ABD Başkanı Donald Trump'ın mektubunun ve ekinin ABD ziyaretinde iadesinin olup olmayacağına yönelik bir soruyu Çelik, şöyle yanıtladı:
"Sayın Cumhurbaşkanı'mıza karşı herhangi bir devlet başkanının saygı sınırlarını aşan herhangi bir mesajı kabul edilemez. Bizim için herhangi bir şekilde kayda değer bulunmaz. Ana muhalefet partisi bunu tebellüğ ediyor ama biz bunu tebellüğ etmiyoruz. Aynı zamanda Sayın Cumhurbaşkanı'mız, bir terör örgütünün liderinin ifadelerinin de mektuba ek yapılmasının doğru olmadığını belirtmiştir. Bütün bunları 13 Kasım'da muhatabıyla görüşeceğini ifade etmiştir. Nasıl bir davranış ortaya çıkacağını hep beraber göreceğiz.
Sayın Cumhurbaşkanı'mızın hem kendisinin kişisel saygınlığı hem Cumhurbaşkanlığı makamının saygınlığı konusunda ne kadar güçlü bir duruşa, hassasiyete sahip olduğu çok net bir şekilde bilinir. Nitekim kendisine dönük olarak dünyanın her tarafından gelen Barış Pınarı Harekatı'nın yapılmamasıyla ilgili baskılar karşısında, dünyanın çeşitli yerlerinden yükselen 'tehditler' karşısında nasıl kararlı bir duruş sergilediği, herhangi bir şekilde duruşundan ve siyasetinden taviz vermediği Türkiye Cumhuriyeti'nin çıkarlarını ve ilkelerimizi koruma konusunda güçlü bir yaklaşım sergilediği bilinmektedir. Kendilerinin 13'ünde ABD ziyaretinde nasıl bir şekilde davranacağını hep beraber göreceğiz. Bu kararlı duruşun ve ilkeli siyasetin bir devamı olarak bu duruş da kendisini gösterecektir."
"ÇARPITMANIN TİPİK BİR ÖRNEĞİ"
Çelik, Nevşehir Valiliğinin 29 Ekim yürüyüşüne izin vermediği iddialarına ilişkin soruya, yarın bütün illerde valiliklerin koordinasyonunda coşkuyla, çok güçlü kutlamalar yapılacağını, bu konuda çıkan haberlerin, twitlerin çarpıtmanın tipik bir örneği olduğunu söyledi.

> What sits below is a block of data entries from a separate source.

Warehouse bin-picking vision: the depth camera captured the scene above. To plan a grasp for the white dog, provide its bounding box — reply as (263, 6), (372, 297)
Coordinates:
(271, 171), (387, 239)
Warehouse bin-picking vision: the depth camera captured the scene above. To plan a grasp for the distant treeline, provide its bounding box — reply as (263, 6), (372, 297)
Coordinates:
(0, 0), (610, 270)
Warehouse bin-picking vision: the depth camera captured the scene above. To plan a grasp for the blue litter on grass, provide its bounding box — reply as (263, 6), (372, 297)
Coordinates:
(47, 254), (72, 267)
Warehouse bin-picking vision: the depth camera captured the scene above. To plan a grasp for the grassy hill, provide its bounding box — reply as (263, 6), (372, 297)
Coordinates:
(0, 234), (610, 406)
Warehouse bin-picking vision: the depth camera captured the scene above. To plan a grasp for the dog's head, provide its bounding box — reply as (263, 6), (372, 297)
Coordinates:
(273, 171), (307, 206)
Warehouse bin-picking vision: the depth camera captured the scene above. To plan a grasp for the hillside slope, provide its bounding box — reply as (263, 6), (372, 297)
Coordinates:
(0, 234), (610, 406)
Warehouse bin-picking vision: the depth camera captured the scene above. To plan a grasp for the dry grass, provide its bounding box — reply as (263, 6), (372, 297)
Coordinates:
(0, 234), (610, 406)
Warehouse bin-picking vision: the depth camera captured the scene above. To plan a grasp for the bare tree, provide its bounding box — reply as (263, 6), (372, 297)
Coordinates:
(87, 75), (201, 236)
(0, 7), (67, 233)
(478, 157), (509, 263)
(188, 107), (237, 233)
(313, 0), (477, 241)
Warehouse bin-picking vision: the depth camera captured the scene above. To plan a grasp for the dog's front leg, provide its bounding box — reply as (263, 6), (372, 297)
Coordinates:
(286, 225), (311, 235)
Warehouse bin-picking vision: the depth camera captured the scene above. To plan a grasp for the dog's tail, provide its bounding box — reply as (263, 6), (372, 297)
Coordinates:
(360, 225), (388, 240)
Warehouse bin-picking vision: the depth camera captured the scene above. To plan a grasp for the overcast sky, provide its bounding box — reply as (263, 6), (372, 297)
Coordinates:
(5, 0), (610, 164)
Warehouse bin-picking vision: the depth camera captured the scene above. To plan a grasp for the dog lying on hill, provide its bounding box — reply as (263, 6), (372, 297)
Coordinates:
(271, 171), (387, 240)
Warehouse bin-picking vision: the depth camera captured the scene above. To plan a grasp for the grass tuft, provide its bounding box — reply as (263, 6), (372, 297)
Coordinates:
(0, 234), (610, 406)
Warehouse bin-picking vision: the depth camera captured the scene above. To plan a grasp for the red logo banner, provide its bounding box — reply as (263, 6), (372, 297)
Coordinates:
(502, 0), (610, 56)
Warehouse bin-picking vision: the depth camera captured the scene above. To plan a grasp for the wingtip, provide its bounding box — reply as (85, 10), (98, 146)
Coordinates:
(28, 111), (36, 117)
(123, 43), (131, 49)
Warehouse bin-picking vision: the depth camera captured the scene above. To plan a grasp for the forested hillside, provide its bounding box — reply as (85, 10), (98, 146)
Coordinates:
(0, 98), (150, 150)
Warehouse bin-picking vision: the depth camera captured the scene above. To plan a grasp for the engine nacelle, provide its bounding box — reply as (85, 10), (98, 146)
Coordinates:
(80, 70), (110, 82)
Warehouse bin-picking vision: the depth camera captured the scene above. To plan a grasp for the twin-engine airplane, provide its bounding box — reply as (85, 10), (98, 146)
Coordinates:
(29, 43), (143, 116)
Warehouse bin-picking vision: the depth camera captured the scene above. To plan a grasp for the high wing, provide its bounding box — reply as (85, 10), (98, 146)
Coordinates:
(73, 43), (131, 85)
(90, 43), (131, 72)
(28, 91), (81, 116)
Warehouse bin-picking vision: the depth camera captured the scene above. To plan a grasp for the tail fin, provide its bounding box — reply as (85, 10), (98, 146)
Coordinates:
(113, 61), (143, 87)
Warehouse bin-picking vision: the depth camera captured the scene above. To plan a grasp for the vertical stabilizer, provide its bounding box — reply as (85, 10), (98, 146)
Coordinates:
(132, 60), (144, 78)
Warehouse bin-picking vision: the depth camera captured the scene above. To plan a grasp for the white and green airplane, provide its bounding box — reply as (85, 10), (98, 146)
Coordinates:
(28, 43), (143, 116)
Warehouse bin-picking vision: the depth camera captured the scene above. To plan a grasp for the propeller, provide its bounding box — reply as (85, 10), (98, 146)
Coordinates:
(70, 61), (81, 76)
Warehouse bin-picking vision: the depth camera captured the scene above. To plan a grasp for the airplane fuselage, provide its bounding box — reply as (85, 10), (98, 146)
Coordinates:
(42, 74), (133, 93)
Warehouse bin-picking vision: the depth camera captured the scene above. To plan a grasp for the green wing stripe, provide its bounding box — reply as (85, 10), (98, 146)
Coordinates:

Bu tip milli bayramlarda ortak duyguyu, birlikteliği yücelten tutumlar içerisinde olunması gerektiğini vurgulayan Çelik,
"Alternatif yürüyüşler, törenler tertip ederek bu ortak duyguyu, coşkuyu, bilinci zedelememek gerekir. Valilerimizin kendi illerindeki durumla ilgili olarak, alternatif birtakım kutlama yapmak isteyenlere izin verip vermemesi o ille ilgili değerlendirilecek bir şeydir. Cumhuriyet hepimizin ortak çatısıdır. Adlarımız, partilerimiz, kimliklerimiz farklı olabilir, hepimizin soyadı Türkiye Cumhuriyeti'dir. Dolayısıyla bu duyguyu yarın milletçe 7'den 70'e kutlayacağız." ifadesini kullandı.
Çelik, 3600 ek gösterge meselesine yaklaşımlarının pozitif olduğunu, bu konuda çalışmaların sürdüğünü dile getirerek çalışmalar kapsamında, polisler, hemşireler, din görevlileri ve öğretmenlere 3600 ek gösterge verilmesiyle ilgili yapılacak düzenlemenin söz konusu olduğunu ifade etti.